Yıllar önce birini tanıdım. Her gün on beş dakika okuyarak, binlerce sayfalık bir külliyatı beş yılda bitirmişti. Ben ise saatlik programlarıma karşın vakitsizlik yüzünden, yalpalayıp duruyordum istikrarsızlıkla...
Sonra bir gün karar verdim; sabah ve akşam on beş dakikamı yapmak istediklerime ayırmaya... Üstelik on beş dakika o kadar azdı ki; kolaylıkla bir yerlere sıkıştırılabiliyordu. Hatta bazen yirmi, bazen otuz dakika olabiliyor; istisna olmakla birlikte bir saate çıktığı bile oluyordu. Ama mutlaka her gün on beş dakika! Önemsemediğim on beş dakikalarla, bir saatlerle ulaşamadığım ne kadar çok şeyi başardığıma inanamazsınız; denersiniz sizin de inanamayacağınız gibi.... Ayrıca bitmeyen işlerimin hayatımın israf olan anları olmadığını öğrendim; her ne kadar tekrar ediliyor olsalar dahi...
Hayatımdı bitmeyen işlerim: Okulum, işim, eşim... Onlarla sorunluydum; onlardan sorumluydum. Onlarla hayatıma giren sorulara verdiğim cevaplardan sorulacaktım; sorgulanacaktım. Vereceğim cevaplar, -arkadaşlarla olanlar hariç- yalnız başıma kaldığım, kendimi insan gibi hissettiğim, kendimi kul gibi hissettiğim,o anlarımı anlamlı hissettiğim; ve küçümsediğim mütevazı on beş dakikalarda saklıydı. O on beş dakikalarda depoyu dolduruyordum; bitmeyecek işlerimi ateşlemek üzere!

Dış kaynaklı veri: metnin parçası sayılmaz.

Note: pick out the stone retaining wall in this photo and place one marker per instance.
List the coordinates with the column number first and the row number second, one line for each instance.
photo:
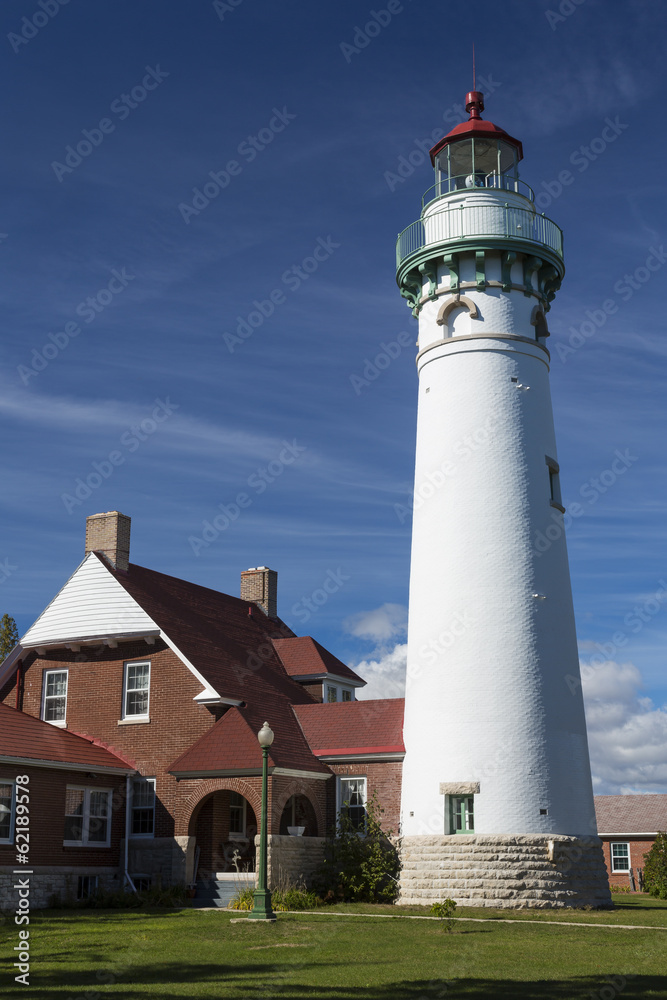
column 292, row 859
column 506, row 871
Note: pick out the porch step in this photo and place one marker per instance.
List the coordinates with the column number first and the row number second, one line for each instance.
column 219, row 892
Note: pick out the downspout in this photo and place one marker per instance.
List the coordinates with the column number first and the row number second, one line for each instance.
column 19, row 683
column 126, row 861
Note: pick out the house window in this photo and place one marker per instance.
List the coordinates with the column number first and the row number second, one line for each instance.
column 352, row 801
column 55, row 696
column 143, row 807
column 137, row 683
column 461, row 814
column 87, row 812
column 556, row 499
column 237, row 813
column 6, row 812
column 620, row 857
column 86, row 887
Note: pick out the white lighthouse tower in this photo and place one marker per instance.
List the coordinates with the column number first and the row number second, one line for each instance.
column 497, row 802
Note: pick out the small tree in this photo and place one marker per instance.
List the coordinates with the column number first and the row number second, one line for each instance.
column 9, row 636
column 655, row 868
column 359, row 867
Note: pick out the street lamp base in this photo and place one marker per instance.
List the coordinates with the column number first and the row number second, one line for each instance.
column 261, row 909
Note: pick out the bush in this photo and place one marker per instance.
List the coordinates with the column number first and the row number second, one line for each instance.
column 359, row 867
column 655, row 868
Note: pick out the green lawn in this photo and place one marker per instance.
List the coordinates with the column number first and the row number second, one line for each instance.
column 89, row 954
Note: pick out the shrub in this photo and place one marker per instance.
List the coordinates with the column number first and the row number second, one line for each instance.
column 359, row 867
column 655, row 868
column 445, row 911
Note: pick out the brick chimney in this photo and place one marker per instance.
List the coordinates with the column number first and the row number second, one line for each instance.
column 260, row 586
column 109, row 534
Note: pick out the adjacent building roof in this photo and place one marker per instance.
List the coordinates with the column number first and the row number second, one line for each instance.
column 353, row 728
column 626, row 814
column 26, row 739
column 304, row 658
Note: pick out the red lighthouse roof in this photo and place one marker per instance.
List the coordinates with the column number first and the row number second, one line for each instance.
column 475, row 128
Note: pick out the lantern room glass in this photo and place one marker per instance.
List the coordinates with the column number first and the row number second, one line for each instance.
column 476, row 162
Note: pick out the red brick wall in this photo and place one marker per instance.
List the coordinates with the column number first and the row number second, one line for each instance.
column 47, row 817
column 383, row 778
column 638, row 848
column 94, row 707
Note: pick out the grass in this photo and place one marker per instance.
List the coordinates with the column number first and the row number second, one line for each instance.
column 179, row 954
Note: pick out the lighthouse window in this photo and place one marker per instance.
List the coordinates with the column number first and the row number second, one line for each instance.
column 554, row 483
column 461, row 814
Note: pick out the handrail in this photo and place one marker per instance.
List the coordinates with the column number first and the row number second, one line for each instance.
column 458, row 223
column 461, row 182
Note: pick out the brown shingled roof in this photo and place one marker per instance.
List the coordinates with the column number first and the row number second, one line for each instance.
column 353, row 727
column 631, row 813
column 28, row 738
column 231, row 745
column 303, row 656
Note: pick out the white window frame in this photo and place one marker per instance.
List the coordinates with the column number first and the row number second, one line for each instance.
column 614, row 869
column 238, row 834
column 144, row 781
column 341, row 798
column 12, row 810
column 45, row 682
column 86, row 817
column 132, row 716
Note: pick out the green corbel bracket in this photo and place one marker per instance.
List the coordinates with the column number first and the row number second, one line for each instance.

Ve sonra yeni bir şey yerleşti zihnime; yıllar önce yerleşene, işin bitti dercesine:”Önem verdiklerinize, az-da olsa-, düzenli zaman ayırmalısınız.”

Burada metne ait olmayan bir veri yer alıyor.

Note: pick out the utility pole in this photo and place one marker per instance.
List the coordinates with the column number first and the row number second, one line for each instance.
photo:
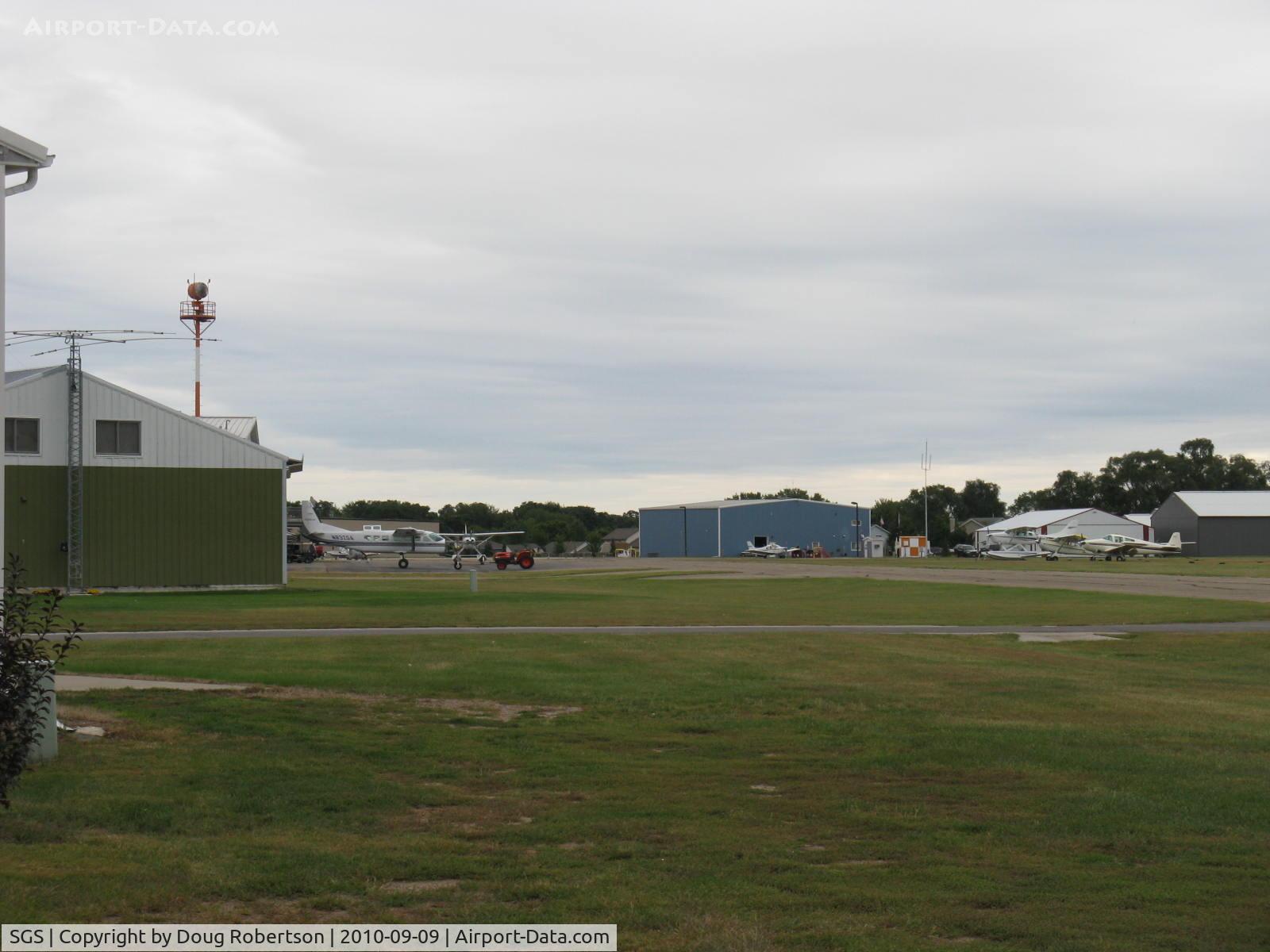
column 926, row 492
column 194, row 314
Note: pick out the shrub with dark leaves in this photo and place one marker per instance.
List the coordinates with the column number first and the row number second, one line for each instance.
column 33, row 640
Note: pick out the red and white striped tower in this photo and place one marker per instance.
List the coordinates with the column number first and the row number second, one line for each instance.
column 194, row 314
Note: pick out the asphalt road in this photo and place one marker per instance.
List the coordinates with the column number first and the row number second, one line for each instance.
column 1227, row 588
column 1058, row 630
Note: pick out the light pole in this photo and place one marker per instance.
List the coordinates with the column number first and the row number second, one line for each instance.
column 926, row 494
column 17, row 155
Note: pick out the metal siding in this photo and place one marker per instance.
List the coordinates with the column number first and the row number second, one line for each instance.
column 163, row 526
column 44, row 399
column 1232, row 536
column 168, row 437
column 1175, row 516
column 36, row 522
column 702, row 532
column 660, row 532
column 793, row 524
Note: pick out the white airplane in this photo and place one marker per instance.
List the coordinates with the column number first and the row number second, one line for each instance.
column 770, row 551
column 467, row 543
column 1064, row 543
column 403, row 543
column 1121, row 546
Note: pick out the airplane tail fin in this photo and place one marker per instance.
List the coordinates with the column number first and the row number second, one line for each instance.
column 309, row 516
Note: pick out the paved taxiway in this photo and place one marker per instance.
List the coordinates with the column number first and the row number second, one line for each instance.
column 1109, row 630
column 1226, row 588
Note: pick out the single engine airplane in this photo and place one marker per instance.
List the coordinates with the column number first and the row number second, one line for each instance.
column 469, row 543
column 772, row 550
column 403, row 543
column 1121, row 546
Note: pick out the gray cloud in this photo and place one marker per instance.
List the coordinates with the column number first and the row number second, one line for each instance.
column 637, row 253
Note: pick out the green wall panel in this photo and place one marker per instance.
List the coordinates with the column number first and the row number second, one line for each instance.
column 35, row 520
column 152, row 526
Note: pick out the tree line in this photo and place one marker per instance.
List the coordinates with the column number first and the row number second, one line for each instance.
column 1140, row 482
column 1134, row 482
column 543, row 524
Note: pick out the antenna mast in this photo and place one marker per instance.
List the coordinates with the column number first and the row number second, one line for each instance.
column 926, row 492
column 194, row 314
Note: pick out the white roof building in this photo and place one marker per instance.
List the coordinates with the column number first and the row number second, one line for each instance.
column 1217, row 524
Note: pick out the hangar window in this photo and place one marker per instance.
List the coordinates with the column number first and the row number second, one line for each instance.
column 118, row 438
column 21, row 435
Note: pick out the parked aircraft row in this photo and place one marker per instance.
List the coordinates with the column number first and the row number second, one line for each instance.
column 1067, row 543
column 404, row 541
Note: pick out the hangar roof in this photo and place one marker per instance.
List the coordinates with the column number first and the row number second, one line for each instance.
column 14, row 376
column 1251, row 503
column 21, row 152
column 729, row 503
column 1037, row 518
column 243, row 427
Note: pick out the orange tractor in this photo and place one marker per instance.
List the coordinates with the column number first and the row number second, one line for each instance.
column 524, row 559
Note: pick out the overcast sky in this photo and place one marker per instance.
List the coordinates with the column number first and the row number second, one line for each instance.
column 643, row 253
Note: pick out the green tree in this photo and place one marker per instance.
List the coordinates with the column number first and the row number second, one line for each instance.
column 789, row 493
column 979, row 498
column 387, row 509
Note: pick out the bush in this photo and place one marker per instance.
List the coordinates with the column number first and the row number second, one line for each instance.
column 33, row 639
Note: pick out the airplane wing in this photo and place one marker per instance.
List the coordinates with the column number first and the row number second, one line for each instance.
column 1127, row 549
column 480, row 535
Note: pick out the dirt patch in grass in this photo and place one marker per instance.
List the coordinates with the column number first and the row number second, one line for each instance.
column 464, row 708
column 414, row 886
column 471, row 708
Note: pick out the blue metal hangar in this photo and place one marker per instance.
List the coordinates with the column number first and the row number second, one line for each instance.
column 728, row 527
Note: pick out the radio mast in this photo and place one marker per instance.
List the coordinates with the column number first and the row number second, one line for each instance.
column 194, row 314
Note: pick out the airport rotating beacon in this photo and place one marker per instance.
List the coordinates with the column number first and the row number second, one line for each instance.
column 194, row 314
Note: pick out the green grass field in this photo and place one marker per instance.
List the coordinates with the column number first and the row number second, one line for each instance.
column 632, row 598
column 706, row 793
column 1237, row 566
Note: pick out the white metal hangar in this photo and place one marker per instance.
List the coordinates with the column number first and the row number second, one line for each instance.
column 160, row 498
column 727, row 527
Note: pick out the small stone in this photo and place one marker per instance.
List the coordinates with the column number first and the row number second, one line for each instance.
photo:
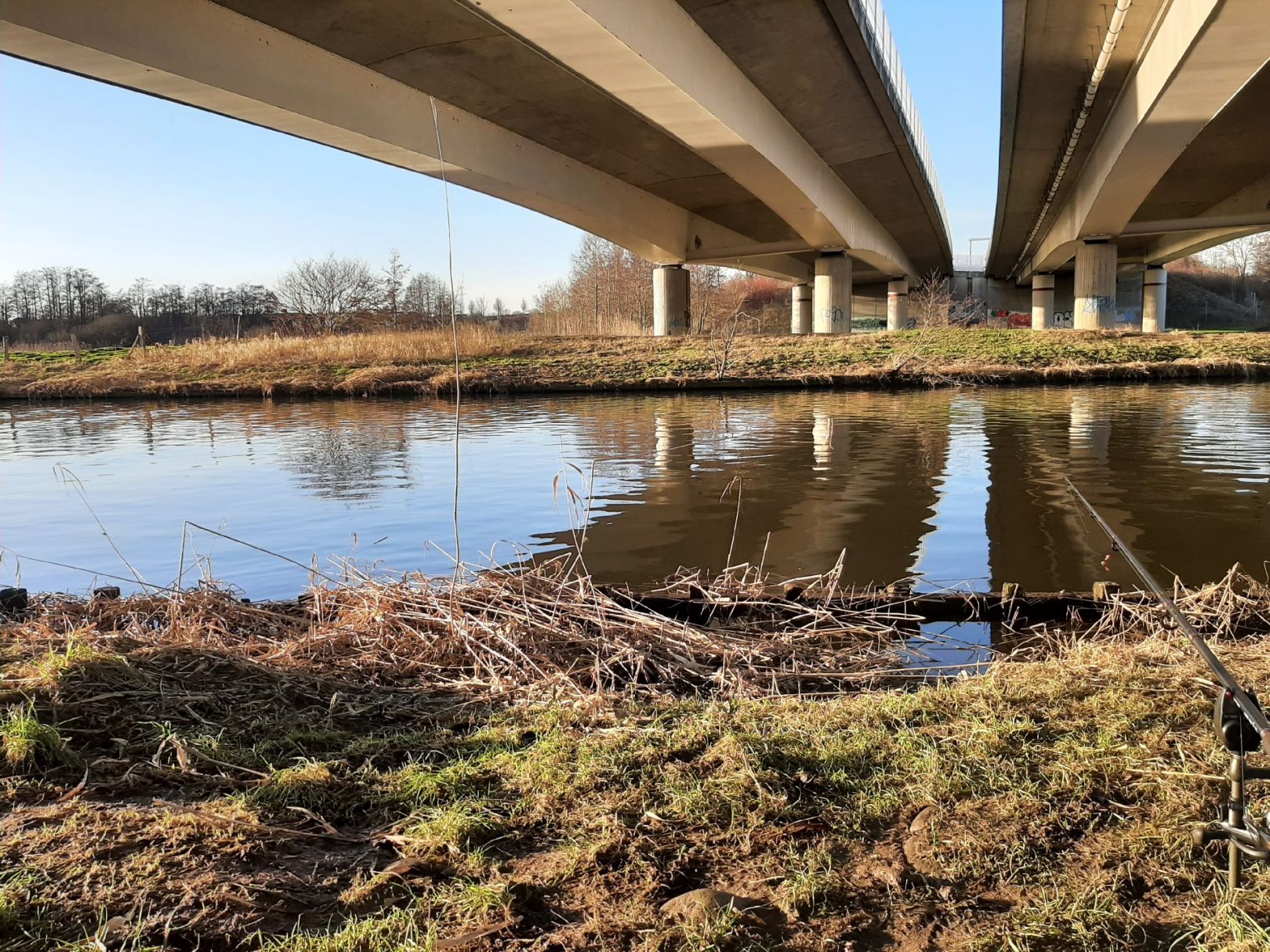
column 700, row 905
column 923, row 819
column 13, row 601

Artık biliyorum:Bitmeyen işler; bitmeyecek! Ama küçük ve sürekli adımlarımız, bitmeyecek işlerimizi aydınlatacak; anlamlandıracak... İdealist ama hayalperest; iyi niyetli,istikrarsız, uzunca programlarımızın yapamadıklarını yaparak!
Bitmeyeceğini bilerek başlamak hoş diyorum; tıpkı şimdi sizin de dediğiniz gibi...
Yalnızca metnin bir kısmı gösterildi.